Unemployment does strange things in my head. I’m a writer with a wildly overactive imagination, even at the tender age of 37, so a case could be made that having this much time to fill during the day, the mind plays tricks.
I don’t know who started it, but it seems to be a through line objective in my culture that the month of November, (at least, this particular November) be appointed the month when everybody has to stop and give thanks or feel thankful (a question of semantics or a bona fine difference in concepts? This is a question that a weekly youth group I was in in high school was plagued by and I’m not gonna try and answer it now, but it does demand some interpretation) for all the things in their life that should indeed be thankful for. This concept in itself is extremely strange to me. I mean, yeah, I get it, Thanksgiving is coming up and then Christmas and this is the time that one should take into account all the things one has in their life to be grateful for. But I mean, shouldn’t we do that, like, every freaking day? It’s like when Hurricane Sandy hit or the shooting in Newtown and the post offices were just inundated with donations, blankets and food and the like. A more jaded person than myself (which is just a way for me to say that I am that jaded without accepting any responsibility for it) would cry out “Why can’t people give this much of a shit about each other every day!? Why does it have to take a tragedy for people to take the wooden stake out of their sphincter and pony up some of their hard-earned riches for those that need them? But thankfully, I am not that person.

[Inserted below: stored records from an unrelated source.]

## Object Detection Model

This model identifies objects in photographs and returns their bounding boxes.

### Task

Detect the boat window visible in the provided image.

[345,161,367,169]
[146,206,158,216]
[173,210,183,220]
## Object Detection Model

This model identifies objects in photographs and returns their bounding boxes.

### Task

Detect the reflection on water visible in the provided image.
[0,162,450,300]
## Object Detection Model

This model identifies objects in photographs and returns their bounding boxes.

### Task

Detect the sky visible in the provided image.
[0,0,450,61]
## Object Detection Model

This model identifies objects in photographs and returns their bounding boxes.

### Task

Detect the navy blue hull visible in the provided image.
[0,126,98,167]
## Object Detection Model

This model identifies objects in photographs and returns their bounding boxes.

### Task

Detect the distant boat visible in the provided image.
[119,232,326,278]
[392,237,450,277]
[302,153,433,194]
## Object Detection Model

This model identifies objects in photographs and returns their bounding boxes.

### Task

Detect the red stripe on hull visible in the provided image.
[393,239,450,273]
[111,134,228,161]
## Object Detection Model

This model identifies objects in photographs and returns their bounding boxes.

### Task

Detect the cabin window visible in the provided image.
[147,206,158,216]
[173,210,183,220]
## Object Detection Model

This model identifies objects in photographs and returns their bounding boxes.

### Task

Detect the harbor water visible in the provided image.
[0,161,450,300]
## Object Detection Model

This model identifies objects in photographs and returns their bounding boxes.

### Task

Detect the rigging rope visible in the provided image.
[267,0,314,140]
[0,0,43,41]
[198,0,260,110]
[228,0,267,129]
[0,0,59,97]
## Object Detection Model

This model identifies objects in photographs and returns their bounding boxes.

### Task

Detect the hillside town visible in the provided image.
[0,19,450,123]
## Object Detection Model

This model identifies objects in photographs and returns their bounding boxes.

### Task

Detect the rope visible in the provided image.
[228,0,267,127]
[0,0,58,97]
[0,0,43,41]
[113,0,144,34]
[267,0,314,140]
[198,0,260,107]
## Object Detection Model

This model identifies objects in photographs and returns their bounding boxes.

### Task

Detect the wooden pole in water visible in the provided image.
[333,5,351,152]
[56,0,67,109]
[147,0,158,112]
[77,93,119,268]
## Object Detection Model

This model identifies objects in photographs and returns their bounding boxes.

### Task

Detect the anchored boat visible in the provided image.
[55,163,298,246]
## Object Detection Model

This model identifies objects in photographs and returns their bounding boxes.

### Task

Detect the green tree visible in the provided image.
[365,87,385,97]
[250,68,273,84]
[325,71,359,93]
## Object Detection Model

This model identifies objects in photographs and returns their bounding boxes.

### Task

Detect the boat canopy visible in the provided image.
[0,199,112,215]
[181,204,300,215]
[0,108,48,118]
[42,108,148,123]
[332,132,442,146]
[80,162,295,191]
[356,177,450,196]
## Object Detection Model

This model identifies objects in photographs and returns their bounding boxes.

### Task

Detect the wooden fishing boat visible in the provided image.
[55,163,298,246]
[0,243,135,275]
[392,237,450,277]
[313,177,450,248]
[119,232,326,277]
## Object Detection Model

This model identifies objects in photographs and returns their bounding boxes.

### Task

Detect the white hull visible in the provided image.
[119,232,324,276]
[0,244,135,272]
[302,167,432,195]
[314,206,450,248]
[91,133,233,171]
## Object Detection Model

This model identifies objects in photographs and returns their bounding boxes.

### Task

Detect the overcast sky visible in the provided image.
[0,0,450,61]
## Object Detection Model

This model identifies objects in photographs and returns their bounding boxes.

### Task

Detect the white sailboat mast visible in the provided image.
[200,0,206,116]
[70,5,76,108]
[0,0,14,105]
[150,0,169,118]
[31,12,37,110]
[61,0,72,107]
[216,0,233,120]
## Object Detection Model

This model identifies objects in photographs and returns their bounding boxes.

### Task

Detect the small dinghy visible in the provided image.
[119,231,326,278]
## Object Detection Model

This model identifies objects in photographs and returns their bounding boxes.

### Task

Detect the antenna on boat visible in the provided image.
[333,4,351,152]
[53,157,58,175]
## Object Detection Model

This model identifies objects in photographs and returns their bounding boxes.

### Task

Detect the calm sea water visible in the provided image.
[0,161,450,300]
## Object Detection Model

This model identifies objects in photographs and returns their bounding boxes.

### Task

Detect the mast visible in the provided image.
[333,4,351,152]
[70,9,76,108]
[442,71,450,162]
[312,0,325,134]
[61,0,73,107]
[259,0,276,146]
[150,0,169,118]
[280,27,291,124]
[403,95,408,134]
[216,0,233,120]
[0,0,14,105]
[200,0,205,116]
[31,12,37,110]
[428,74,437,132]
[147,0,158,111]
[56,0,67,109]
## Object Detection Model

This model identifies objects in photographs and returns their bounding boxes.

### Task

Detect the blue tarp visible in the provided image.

Anyway, so this concept of gratitude has really got my wheels turning. This morning I read a blog post by a woman who listed 30 things in 30 minutes she was thankful for (Full disclosure: I haven’t finished the piece yet. I started it, then got the idea for this blog post and had to start writing. I’ll finish it when I’m done) This woman is extremely funny and I can’t believe I’m just realizing this now, but oh well. And her list of things to be thankful for is right up my alley. And it occurred to me. The thing I’m most grateful for is me.
Now, before you start thinking “Good god! How ‘bout the ego on this guy?” Let me explain. And I’m about to get very Descartes-Mind-Body-Problem up in here so if you don’t want to or can’t hang, bail now. And yes, I do have an ego massive enough to think that highly of myself, but that’s beside the point for now. No, I’m talking about my body. See, I survived bacterial meningitis. If you follow me and my blog and other online activities, you know that that is a very prominent topic for me. And if you are sick of hearing about, again, tough shit. You had your chance to bail and you’re still reading, so what does that say about you? A book I read recently called Proof of Heaven written by a neurosurgeon who survived bacterial meningitis declared that anyone stricken down by this disease has a .0001 chance of surviving. And I survived. So, marveling at the capacity of my body to recoup from this with minimal visible effects just makes sense.
But I marvel at it like a guy in a movie theater marvels at a spectacular display of special effects and CGI wizardry like in Gravity or Fight Club. But more importantly, the fact that I did survive has allowed me to appreciate things on a visceral level. Like, take the last 24 hours. A more jaded person (again, me in disguise) would bitch and moan about living in a ¾ house at 37 years old and not having a job or going to school and not having a wife or girlfriend or kids or the fact that I have that mammoth Achilles heel called alcoholism that has made the fact that I live in a ¾ house at 37 years old without a job or going to school or lacking a wife or girlfriend or kids pretty goddamn depressing.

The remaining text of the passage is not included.